Le lecteur est curieux de voir comment le scénariste va pouvoir s'en sortir avec le concept d'Homme Sens Dessus-Dessous : un ennemi très puissant, capable d'accaparer la magie de ses opposants à son bénéficie, ou de la désorganiser pour la rendre inoffensive. Il espère qu'il ne s'agira pas juste d'un affrontement premier degré. Finalement les héros n'ont d'autre choix que de foncer tête baissée sur leur adversaire qui n'a rien perdu de sa puissance. Ils arrivent à trouver quelques idées imprévues qui le mettent en difficulté mais pas pour longtemps. de ce point de vue, la cohérence interne du récit est conservée, et l'Homme Sens Dessus-Dessous ne devient pas une mauviette de manière fort opportune parce ce qu'il faut bien clore le récit.

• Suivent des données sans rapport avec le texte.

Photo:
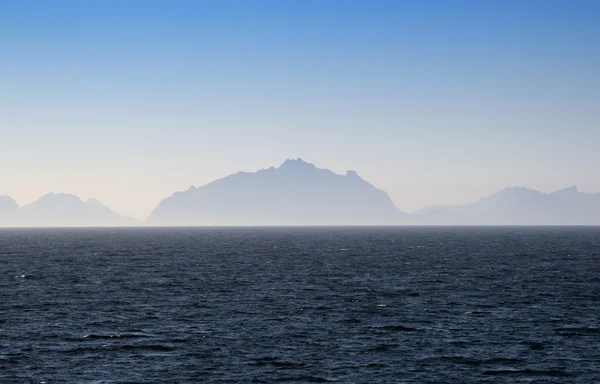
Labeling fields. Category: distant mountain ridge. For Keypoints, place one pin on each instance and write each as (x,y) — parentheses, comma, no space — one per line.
(518,206)
(299,193)
(59,210)
(296,193)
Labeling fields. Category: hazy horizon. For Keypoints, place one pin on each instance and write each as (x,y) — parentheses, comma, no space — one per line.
(434,102)
(400,207)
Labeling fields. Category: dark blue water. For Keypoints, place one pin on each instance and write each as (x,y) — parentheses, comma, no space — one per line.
(370,305)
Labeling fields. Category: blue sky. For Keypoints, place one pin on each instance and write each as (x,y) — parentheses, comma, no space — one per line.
(433,101)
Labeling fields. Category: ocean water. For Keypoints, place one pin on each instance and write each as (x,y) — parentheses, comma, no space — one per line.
(298,305)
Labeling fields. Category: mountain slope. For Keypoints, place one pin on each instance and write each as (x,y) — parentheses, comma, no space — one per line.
(296,193)
(69,210)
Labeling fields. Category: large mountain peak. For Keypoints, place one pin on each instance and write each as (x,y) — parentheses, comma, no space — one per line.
(296,164)
(296,193)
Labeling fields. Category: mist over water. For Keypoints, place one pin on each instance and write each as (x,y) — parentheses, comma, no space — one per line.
(364,305)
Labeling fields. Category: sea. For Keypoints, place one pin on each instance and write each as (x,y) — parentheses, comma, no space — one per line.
(300,305)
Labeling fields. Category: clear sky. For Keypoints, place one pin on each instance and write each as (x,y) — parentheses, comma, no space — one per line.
(432,101)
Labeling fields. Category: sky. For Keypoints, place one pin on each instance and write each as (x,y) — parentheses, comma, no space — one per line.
(436,102)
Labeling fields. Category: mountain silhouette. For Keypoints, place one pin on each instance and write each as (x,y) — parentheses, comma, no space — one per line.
(63,210)
(296,193)
(518,206)
(9,209)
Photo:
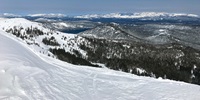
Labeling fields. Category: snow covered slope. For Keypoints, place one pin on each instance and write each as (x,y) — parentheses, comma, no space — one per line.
(27,75)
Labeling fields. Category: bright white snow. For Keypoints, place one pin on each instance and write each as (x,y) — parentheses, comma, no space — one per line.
(26,75)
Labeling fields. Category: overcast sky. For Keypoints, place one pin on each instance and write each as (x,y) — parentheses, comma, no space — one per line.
(78,7)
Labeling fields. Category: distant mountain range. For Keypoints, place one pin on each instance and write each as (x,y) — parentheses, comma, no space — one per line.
(111,15)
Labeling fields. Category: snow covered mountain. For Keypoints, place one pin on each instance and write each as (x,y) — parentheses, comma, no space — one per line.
(138,15)
(28,75)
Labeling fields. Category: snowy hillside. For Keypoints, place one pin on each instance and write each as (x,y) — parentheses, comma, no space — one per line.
(39,37)
(28,75)
(137,15)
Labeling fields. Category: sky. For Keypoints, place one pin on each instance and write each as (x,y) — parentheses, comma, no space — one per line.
(80,7)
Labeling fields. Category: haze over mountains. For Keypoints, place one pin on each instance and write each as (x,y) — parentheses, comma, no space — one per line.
(77,65)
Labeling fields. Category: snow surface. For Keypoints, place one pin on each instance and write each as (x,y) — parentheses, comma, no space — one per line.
(136,15)
(28,75)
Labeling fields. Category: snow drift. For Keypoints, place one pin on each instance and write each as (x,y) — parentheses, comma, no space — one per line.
(27,75)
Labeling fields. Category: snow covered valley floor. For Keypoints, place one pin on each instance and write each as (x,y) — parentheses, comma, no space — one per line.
(26,75)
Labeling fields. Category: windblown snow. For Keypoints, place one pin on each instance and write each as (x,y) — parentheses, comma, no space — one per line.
(28,75)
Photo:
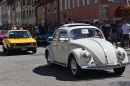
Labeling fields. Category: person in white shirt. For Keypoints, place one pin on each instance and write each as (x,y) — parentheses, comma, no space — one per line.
(125,28)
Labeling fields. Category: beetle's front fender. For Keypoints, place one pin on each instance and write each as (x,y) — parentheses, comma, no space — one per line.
(78,54)
(50,51)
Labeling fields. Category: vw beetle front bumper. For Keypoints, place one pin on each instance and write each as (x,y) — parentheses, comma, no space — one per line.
(105,66)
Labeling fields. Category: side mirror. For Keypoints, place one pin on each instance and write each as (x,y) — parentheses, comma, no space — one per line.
(5,36)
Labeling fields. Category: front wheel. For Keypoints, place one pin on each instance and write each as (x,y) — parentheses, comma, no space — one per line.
(119,71)
(75,68)
(49,61)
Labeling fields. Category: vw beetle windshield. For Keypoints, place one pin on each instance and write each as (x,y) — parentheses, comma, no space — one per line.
(85,33)
(19,34)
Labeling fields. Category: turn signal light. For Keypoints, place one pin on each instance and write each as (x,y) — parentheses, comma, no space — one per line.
(84,49)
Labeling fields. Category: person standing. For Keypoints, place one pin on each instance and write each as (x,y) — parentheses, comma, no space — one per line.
(106,29)
(125,28)
(113,33)
(20,28)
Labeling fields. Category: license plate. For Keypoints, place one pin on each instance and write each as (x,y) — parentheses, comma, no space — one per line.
(23,48)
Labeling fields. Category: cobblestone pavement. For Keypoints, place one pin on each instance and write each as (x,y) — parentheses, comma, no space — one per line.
(26,69)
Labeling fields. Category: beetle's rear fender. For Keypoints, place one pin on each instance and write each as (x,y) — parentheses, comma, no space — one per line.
(50,51)
(78,54)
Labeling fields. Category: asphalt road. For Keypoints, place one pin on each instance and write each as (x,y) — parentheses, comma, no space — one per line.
(27,69)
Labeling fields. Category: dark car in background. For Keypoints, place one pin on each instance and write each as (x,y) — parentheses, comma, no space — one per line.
(2,34)
(43,38)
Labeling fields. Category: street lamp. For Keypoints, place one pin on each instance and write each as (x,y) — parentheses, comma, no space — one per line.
(125,2)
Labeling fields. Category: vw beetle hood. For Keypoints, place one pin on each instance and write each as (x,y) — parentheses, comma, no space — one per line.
(22,40)
(99,49)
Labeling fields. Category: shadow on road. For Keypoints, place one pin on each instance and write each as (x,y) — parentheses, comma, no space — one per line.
(3,54)
(63,74)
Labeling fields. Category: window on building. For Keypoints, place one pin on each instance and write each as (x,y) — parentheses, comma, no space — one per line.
(81,3)
(29,13)
(23,2)
(48,8)
(55,6)
(32,13)
(63,4)
(91,1)
(71,3)
(24,14)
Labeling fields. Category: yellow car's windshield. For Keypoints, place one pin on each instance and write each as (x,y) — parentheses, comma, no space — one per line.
(19,34)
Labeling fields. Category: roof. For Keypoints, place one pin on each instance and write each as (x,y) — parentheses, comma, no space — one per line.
(8,1)
(17,30)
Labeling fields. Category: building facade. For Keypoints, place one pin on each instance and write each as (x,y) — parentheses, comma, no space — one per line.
(47,12)
(0,17)
(31,13)
(13,18)
(40,12)
(4,9)
(18,12)
(52,12)
(87,10)
(24,13)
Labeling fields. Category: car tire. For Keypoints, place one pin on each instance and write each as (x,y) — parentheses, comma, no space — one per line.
(34,51)
(75,68)
(4,49)
(8,51)
(49,61)
(119,71)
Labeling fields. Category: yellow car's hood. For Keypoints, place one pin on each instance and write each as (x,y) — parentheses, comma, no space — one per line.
(21,40)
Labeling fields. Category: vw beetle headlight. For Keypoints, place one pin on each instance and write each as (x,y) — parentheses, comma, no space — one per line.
(87,56)
(121,55)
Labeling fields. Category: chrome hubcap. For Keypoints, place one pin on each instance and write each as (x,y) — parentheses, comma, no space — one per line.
(48,60)
(73,66)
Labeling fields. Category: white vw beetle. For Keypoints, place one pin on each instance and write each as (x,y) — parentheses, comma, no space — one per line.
(81,46)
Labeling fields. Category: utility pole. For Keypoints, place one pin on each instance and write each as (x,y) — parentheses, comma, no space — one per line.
(125,2)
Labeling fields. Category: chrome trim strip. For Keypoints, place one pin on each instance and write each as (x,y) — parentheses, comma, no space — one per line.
(106,62)
(104,66)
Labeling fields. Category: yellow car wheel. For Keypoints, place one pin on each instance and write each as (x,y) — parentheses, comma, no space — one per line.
(4,50)
(34,50)
(8,51)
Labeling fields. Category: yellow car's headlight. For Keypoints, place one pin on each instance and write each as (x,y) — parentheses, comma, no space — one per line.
(12,44)
(34,43)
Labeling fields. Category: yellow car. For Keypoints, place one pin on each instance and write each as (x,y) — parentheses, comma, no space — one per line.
(17,40)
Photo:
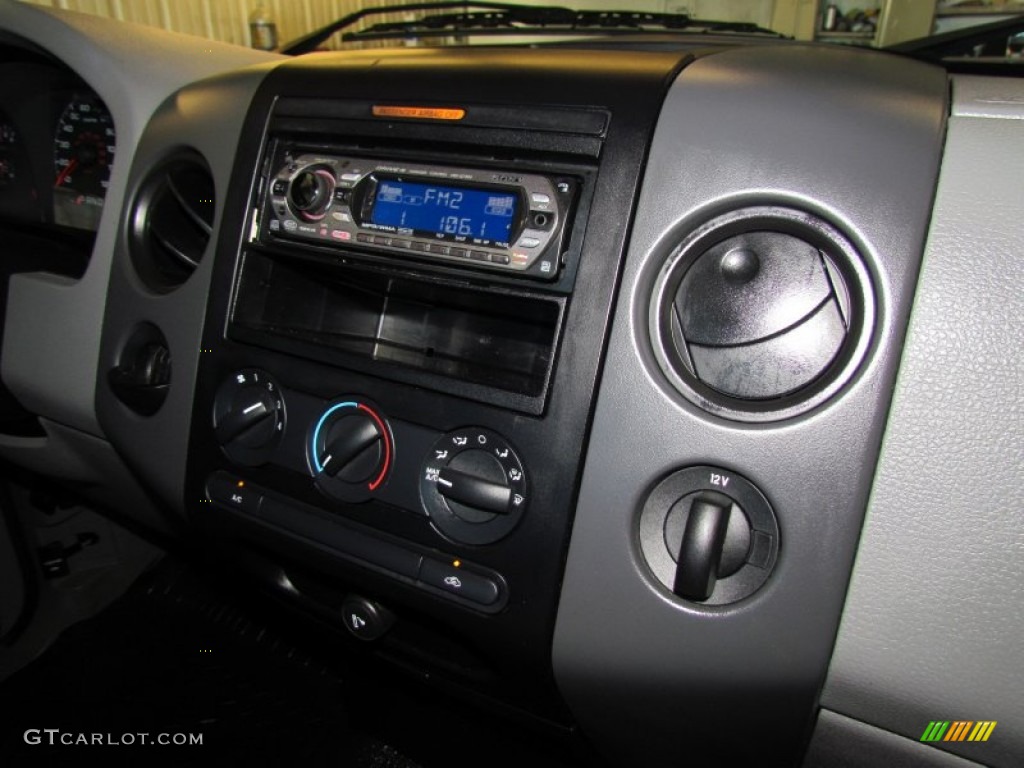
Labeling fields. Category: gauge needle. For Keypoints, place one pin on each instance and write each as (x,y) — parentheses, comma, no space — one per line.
(66,172)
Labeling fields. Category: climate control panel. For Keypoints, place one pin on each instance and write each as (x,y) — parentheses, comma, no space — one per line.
(470,483)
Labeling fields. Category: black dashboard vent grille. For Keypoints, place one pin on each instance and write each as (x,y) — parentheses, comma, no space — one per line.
(173,221)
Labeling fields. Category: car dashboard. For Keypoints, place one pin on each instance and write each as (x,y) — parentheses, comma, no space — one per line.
(671,398)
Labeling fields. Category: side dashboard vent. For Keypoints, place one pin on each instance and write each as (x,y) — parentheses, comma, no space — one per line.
(172,221)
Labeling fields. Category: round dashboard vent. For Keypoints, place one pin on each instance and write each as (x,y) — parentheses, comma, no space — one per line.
(172,220)
(761,314)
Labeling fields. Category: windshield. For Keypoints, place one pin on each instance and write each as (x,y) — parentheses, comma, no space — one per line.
(278,25)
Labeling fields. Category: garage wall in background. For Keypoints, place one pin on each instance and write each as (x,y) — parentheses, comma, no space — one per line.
(221,19)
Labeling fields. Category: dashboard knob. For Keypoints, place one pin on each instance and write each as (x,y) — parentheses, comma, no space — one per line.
(473,486)
(350,450)
(248,416)
(353,449)
(310,192)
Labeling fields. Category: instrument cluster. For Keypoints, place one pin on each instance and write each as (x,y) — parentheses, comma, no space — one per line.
(57,145)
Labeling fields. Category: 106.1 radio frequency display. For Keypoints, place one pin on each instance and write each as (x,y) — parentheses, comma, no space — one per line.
(459,212)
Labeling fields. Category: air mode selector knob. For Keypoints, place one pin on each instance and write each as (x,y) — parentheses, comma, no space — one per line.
(473,485)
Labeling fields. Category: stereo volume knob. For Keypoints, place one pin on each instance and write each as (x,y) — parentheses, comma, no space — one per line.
(248,416)
(350,451)
(310,193)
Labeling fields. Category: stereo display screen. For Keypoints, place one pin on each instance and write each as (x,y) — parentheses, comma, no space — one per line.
(459,213)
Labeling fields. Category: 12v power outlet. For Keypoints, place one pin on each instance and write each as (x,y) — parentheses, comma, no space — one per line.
(709,536)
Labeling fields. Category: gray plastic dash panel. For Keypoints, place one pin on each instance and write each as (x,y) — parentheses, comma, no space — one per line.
(853,138)
(933,624)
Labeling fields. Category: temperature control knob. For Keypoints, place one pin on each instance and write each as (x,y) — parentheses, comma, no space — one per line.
(249,417)
(473,485)
(310,193)
(350,450)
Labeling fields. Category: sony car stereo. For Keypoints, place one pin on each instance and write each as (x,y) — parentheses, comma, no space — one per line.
(494,218)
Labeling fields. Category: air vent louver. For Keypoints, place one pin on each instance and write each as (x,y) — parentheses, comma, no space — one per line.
(172,221)
(761,313)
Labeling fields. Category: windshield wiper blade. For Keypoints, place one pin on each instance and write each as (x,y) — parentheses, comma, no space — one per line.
(505,18)
(551,20)
(960,42)
(314,39)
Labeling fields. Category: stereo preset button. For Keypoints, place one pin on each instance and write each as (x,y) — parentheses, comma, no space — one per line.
(455,581)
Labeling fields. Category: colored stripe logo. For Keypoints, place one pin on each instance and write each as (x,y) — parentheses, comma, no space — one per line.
(958,730)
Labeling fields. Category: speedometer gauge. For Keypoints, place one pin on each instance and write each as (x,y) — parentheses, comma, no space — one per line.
(83,155)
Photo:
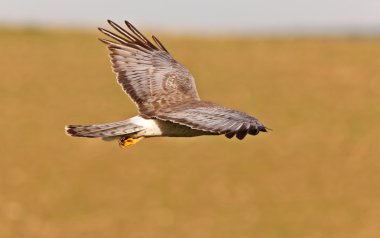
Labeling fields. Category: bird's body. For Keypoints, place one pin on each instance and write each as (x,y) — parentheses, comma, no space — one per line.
(165,94)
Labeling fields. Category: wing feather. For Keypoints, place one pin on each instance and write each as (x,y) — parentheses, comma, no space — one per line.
(213,118)
(148,73)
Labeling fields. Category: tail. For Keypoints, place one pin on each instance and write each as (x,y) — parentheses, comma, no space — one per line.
(105,131)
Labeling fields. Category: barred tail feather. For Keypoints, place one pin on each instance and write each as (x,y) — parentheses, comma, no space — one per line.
(103,130)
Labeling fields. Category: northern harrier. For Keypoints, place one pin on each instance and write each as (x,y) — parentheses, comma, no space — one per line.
(165,94)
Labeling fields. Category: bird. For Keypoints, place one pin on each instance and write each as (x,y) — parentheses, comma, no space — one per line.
(165,94)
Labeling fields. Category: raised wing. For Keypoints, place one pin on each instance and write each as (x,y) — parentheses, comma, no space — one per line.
(147,72)
(211,117)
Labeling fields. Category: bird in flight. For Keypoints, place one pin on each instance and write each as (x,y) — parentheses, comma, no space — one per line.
(165,94)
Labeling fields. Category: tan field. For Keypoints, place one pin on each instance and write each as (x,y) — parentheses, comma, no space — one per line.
(315,175)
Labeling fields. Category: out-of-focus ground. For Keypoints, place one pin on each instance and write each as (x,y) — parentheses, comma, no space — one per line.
(317,174)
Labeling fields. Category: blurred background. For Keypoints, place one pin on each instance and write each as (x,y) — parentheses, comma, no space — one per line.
(307,69)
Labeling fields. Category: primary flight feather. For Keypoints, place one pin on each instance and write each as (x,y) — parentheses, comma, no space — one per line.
(165,94)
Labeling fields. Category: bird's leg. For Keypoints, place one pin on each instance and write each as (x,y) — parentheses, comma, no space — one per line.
(126,141)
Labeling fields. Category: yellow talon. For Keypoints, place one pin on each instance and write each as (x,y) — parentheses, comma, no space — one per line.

Ram V conserve l'idée de lier l'expression de la magie à un coût, et aussi à un principe. La Justice League Dark ne va donc pas gagner simplement parce qu'elle a une puissance de feu supérieure à celle de leur adversaire (ce qui n'est d'ailleurs pas le cas), mais il va s'engager un affrontement qui ne se limite pas aux décharges d'énergie colorée. le scénariste sait aussi bien manier la métaphore que
James Tynion IV, et il fait intervenir la notion de croyance, de manière fort éloquente.
Dernier tome pour cette incarnation de la Justice League Dark, et le lecteur est en droit de craindre le pire en voyant que l'architecte de cette saison ne reste pas jusqu'au bout. Pourtant, les coscénaristes, puis
Ram V tout seul mènent bien à leur terme les deux intrigues principales : la magie qui ne fonctionne plus, et l'existence d'Upside-Down Man, sans rien perdre en qualité. Trois équipes de dessinateurs se succèdent : les épisodes de
Kyle Hotz exhalent un parfum vénéneux extraordinaire, et les deux autres équipes réalisent de belles planches, bien fignolées. Cette saison aura été remarquable de bout en bout.